Selon les chiffres publiés par le Conseil des recteurs francophones (Cref), et que La Libre vous relayait déjà voici quelques semaines, 50,47 % des unités d'enseignement (cours) ont été réussies par les étudiants de BA1 (bloc 1) cette session de janvier contre 45,16 % en 2019-2020 (et 47,79 % en 2022-2023).
"Ces statistiques du Cref confirment la tendance à la hausse et ce, même après la période Covid. D'où toute l'importance de laisser la réforme prendre son rythme de croisière jusqu'à l'évaluation prévue par le décret en 2026, avant d'envisager de quelconques modifications qui pourraient s'avérer contre-productives pour les étudiants eux-mêmes" a expliqué Mme Bertieaux.
Selon cette réforme approuvée en 2021, pour pouvoir continuer son parcours académique, un étudiant devra valider en deux ans les 60 premiers crédits de son programme de bloc 1.
La ministre s'élève en faux contre la "rumeur" selon laquelle 75.000 étudiants seraient éjectés de l'enseignement supérieur lors de la prochaine rentrée suite à la réforme.
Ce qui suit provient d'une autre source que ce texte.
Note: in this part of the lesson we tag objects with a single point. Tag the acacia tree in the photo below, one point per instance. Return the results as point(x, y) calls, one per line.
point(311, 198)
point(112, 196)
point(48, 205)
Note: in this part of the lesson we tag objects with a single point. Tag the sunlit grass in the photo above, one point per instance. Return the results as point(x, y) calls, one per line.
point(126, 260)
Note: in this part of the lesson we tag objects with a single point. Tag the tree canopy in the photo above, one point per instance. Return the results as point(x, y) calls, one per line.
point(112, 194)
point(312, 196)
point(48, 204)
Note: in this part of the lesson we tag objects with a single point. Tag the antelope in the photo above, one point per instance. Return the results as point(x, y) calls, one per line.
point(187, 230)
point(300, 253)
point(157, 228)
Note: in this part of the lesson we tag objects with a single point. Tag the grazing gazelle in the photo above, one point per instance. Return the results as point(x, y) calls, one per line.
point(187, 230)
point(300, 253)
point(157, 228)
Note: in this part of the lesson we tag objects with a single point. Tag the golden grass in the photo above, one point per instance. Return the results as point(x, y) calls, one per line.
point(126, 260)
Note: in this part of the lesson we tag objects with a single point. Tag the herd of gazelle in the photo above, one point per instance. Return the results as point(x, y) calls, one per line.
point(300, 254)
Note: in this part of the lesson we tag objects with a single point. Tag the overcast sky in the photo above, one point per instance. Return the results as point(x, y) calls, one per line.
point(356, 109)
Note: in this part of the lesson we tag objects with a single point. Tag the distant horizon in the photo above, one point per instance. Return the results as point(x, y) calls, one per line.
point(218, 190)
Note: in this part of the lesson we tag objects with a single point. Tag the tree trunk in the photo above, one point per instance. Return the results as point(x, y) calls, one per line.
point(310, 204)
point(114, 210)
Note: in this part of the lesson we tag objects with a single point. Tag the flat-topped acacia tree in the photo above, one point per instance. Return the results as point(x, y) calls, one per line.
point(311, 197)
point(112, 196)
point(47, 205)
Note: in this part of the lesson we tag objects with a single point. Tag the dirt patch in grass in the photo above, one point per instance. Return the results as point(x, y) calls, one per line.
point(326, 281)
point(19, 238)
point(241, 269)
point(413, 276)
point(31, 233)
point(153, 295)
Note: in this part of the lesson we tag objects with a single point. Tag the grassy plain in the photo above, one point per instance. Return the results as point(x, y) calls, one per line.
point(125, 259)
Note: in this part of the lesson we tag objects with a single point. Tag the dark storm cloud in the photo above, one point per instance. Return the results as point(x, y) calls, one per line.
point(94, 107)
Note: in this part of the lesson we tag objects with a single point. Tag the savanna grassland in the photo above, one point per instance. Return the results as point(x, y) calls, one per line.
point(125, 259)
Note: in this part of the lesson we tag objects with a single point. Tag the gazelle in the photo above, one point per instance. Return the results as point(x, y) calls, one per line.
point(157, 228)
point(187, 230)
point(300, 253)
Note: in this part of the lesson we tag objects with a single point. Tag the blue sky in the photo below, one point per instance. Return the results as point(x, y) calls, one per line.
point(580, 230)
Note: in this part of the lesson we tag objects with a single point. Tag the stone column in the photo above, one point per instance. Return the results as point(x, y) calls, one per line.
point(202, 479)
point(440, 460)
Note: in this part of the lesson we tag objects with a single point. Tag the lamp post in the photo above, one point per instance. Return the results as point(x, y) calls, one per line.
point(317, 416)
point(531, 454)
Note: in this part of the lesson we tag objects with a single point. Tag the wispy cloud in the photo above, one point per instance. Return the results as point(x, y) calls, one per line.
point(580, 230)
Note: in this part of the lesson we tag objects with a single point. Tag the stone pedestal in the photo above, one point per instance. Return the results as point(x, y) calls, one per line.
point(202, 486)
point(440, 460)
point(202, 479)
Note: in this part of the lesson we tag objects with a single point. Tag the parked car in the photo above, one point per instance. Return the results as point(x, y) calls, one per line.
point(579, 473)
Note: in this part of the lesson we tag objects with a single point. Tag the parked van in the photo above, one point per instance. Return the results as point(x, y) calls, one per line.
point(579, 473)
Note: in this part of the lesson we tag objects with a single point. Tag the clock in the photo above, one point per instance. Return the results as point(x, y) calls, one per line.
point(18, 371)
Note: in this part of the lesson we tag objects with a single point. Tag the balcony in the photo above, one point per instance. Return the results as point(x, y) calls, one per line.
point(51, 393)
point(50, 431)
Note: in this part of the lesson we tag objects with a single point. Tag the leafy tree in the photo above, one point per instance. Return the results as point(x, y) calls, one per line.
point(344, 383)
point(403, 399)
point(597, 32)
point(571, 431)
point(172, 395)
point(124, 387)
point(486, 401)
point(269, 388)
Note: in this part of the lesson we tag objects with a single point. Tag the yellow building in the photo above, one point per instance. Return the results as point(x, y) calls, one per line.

"En réalité, un étudiant qui n'aurait pas validé ses 60 crédits de Bloc 1 au bout de 2 ans et serait alors amené à tripler n'est en aucun cas éjecté de l'enseignement supérieur. Il a tout à fait le droit de se réorienter ou de rester dans la même option, mais en changeant de type d'enseignement (de passer de l'université à la haute école et vice-versa)", a expliqué la ministre.
En outre, dans le cas d'une réorientation, le décret laisse également de la souplesse à l'issue de la 1ère année : si l'étudiant ne valide que 50 crédits, il reste totalement finançable et peut poursuivre un cursus dans l'enseignement supérieur.
La Fédération des Etudiants Francophones (FEF) avait dénoncé cette réforme, jugeant qu'elle poursuivait "la dynamique d'un enseignement supérieur toujours plus élitiste". Elle a mené des manifestations dans plusieurs villes de Wallonie et à Bruxelles contre le nouveau dispositif il y a deux semaines.